Gastautor: Dieter Fromm
19.10.2016, 10:00  |  393   |   |   

Eine Minute nicht hingeschaut, und schon ist es passiert. Der siebenjährige Sohn trifft mit seinem Ball genau die Fensterscheibe des Nachbarhauses, die klirrend zerspringt. Ein Klassiker, der sich jedes Jahr in Deutschland unzählige Male ereignet. Ein ebenfalls besonders häufiger Schadensfall: Die neunjährige Tochter stellt ihr Fahrrad ziemlich wackelig neben einem nagelneuen Auto ab. Wie von Geisterhand kippt es um, prallt gegen den Wagen und hinterlässt eine Delle in der Beifahrertür. Der Schaden ist zwar kaum zu sehen, doch die Ausbesserung kostet einige hundert Euro.

Jeder weiß: Eltern haften für Ihre Kinder. Weshalb eine private Haftpflichtversicherung zur existenziell wichtigen Vorsorge für Familien gehört. Darauf weisen auch Verbraucherschützer immer wieder hin.

fussball.jpg „Grundsätzlich übernimmt die private Haftpflichtversicherung Sach- und Personenschäden, die jemandem anderen zugefügt werden“, erläutert Dieter Fromm, Geschäftsführer der Finanzplattform moneymeets.com. Ob der private Haftpflichtversicherer aber tatsächlich zahlt, wenn ein Kind einen Schaden verursacht, hängt von einigen Faktoren ab - etwa von der Schuldfähigkeit des Kindes. So gelten Jungen und Mädchen unter sieben Jahren vor dem Gesetz als „schuldunfähig“. Folge: Versicherer müssen grundsätzlich keinen Schadenersatz bei jüngeren Verursachern leisten. Hier gibt es jedoch Ausnahmen, sagt moneymeets-Chef Fromm: „Manche private Haftpflichtversicherer regulieren jedoch auch Schäden, die von schuldunfähigen Kindern verursacht wurden. Klarheit verschafft ein Blick in das Kleingedruckte der Tarifbestimmungen.“

Ist hingegen der Kleine oder die Kleine mindestens sieben Jahre alt, deshalb schuldfähig und hat einen Schaden verursacht, stellen sich zwei weitere Fragen: Hatte die versicherte Person, in der Regel die Mutter oder Vater eine Aufsichtspflicht über das Kind? Und: Wurde diese Aufsichtspflicht verletzt?

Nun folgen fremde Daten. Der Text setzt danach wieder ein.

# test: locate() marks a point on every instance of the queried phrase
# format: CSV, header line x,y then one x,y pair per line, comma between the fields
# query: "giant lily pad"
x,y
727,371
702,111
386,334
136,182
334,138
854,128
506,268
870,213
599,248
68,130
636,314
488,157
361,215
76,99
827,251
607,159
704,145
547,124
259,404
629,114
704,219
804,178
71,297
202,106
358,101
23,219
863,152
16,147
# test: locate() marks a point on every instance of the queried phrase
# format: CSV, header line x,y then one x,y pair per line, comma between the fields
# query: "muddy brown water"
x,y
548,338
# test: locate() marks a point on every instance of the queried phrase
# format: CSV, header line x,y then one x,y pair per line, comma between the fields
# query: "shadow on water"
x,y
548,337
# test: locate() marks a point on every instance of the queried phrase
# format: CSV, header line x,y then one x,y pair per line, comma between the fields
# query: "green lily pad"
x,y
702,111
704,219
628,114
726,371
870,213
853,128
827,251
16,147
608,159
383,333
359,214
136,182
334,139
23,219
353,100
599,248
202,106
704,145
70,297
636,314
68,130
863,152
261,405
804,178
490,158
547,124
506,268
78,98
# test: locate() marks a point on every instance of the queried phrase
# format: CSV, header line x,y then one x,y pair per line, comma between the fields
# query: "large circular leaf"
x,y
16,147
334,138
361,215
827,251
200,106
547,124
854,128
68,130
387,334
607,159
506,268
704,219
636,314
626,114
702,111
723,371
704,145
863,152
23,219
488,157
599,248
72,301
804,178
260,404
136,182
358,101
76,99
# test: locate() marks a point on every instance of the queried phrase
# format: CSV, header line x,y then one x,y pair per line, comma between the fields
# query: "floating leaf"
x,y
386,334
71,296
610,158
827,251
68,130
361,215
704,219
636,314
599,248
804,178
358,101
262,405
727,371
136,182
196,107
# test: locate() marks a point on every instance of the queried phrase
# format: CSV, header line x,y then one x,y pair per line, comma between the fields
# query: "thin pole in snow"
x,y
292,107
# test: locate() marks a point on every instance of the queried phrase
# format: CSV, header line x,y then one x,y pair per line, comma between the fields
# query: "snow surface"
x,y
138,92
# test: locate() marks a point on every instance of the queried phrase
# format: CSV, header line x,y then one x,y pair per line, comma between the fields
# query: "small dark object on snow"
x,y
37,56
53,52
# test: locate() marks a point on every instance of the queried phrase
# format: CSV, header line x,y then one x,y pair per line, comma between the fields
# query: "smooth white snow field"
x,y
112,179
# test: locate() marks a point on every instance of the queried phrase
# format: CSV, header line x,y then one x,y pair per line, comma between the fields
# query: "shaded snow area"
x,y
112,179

Insbesondere die letzte der beiden Fragen lässt sich häufig nur schwer beantworten. Denn wie weitreichend die Aufsicht eines Erwachsenen über ein oder mehrere Kinder sein muss, hängt letztlich vom Alter und von der Einsichtsfähigkeit der Kinder ab. So wird ein siebenjähriger Junge im Eifer des Spiels weit weniger vernunftgesteuert sein als ein Zwölfjähriger. Folge: Der Jüngere von beiden muss sorgfältiger und intensiver beaufsichtigt werden als der ältere.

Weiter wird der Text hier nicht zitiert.